KMAV-FM
- Mayville, North Dakota; United States;
- Broadcast area: Grand Forks, Fargo–Moorhead
- Frequency: 105.5 MHz
- Branding: KMAV 105.5 FM

Programming
- Format: Commercial; Country
- Affiliations: ABC News Radio CNBC Westwood One Minnesota Twins

Ownership
- Owner: KMSR, Inc.
- Sister stations: KMSR

History
- First air date: 1976
- Call sign meaning: MAV = Mayville and the Valley

Technical information
- Licensing authority: FCC
- Facility ID: 54335
- Class: C3
- ERP: 25,000 watts
- HAAT: 100 meters (328 feet)
- Transmitter coordinates: 47°29′57″N 97°21′03″W﻿ / ﻿47.49917°N 97.35083°W

Links
- Public license information: Public file; LMS;
- Webcast: Listen Live
- Website: kmav.com

= KMAV-FM =

KMAV-FM (105.5 MHz) is a radio station in Mayville, North Dakota, United States, serving the Red River Valley of eastern North Dakota and northwest Minnesota with a country music format on weekdays and oldies format on weekends. KMAV is known as "Your Sports Leader in the Red River Valley" in reference of their coverage of local high school sport events.

Former logo

==Programming==
Notable programming includes hourly updates from CBS News and periodic updates from the Dakota News Network and Red River Farm Network. During the school year, the station features "Comet Radio" which consists of different shows from students and staff from Mayville's local college, Mayville State University. It airs on Wednesdays during the school year 4:00-6:00pm.

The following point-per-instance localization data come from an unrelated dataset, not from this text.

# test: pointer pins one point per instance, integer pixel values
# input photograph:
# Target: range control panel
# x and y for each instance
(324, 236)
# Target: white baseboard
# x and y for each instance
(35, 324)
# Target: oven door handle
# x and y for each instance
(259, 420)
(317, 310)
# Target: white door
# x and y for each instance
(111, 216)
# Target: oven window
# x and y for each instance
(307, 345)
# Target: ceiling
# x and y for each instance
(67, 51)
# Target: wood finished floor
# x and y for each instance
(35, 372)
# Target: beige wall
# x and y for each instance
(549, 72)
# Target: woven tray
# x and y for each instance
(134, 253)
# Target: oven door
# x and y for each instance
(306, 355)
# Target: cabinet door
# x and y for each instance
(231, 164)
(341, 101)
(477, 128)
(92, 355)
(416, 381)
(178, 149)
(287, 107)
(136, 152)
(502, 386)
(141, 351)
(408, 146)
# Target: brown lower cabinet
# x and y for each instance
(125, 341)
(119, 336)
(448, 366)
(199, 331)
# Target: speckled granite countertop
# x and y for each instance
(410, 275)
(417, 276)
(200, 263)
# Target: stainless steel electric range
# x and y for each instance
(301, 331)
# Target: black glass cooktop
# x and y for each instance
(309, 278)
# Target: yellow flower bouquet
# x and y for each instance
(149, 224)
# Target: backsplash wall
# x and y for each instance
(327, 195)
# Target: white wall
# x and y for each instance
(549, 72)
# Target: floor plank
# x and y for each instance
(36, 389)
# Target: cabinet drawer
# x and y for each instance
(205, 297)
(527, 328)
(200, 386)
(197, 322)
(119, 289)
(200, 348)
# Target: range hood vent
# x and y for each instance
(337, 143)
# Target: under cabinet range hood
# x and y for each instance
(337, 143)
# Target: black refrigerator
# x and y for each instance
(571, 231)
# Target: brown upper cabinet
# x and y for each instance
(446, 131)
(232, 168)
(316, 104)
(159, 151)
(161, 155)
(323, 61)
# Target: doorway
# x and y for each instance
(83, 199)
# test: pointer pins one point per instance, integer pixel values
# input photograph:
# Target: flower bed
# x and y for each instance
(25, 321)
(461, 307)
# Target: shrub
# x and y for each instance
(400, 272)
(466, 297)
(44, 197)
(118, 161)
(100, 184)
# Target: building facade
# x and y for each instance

While known for local sports coverage, KMAV-FM also airs The Dan Patrick Show, country music and oldies. Originally on 101.7, KMAV-FM moved to 105.5 in the mid-1980s to make room for an upgrade to KFGO-FM 101.9 in Fargo. KMAV-FM simulcasted with KMSR (formerly KMAV-AM) until November 2003.

===Family matters===
KMSR is family owned. Five-time North Dakota Sportscaster of the Year, Dan Keating, calls basketball, baseball, football, volleyball, and wrestling. His wife, Mary, is the company's president. Their sons, Craig and Mike, are also active in the company.

===Sports===
KMAV carries over three hundred local game broadcasts per year. In addition to local sports, KMAV airs hundreds of NFL, college football, and college basketball games from Westwood One and Sports USA Radio networks.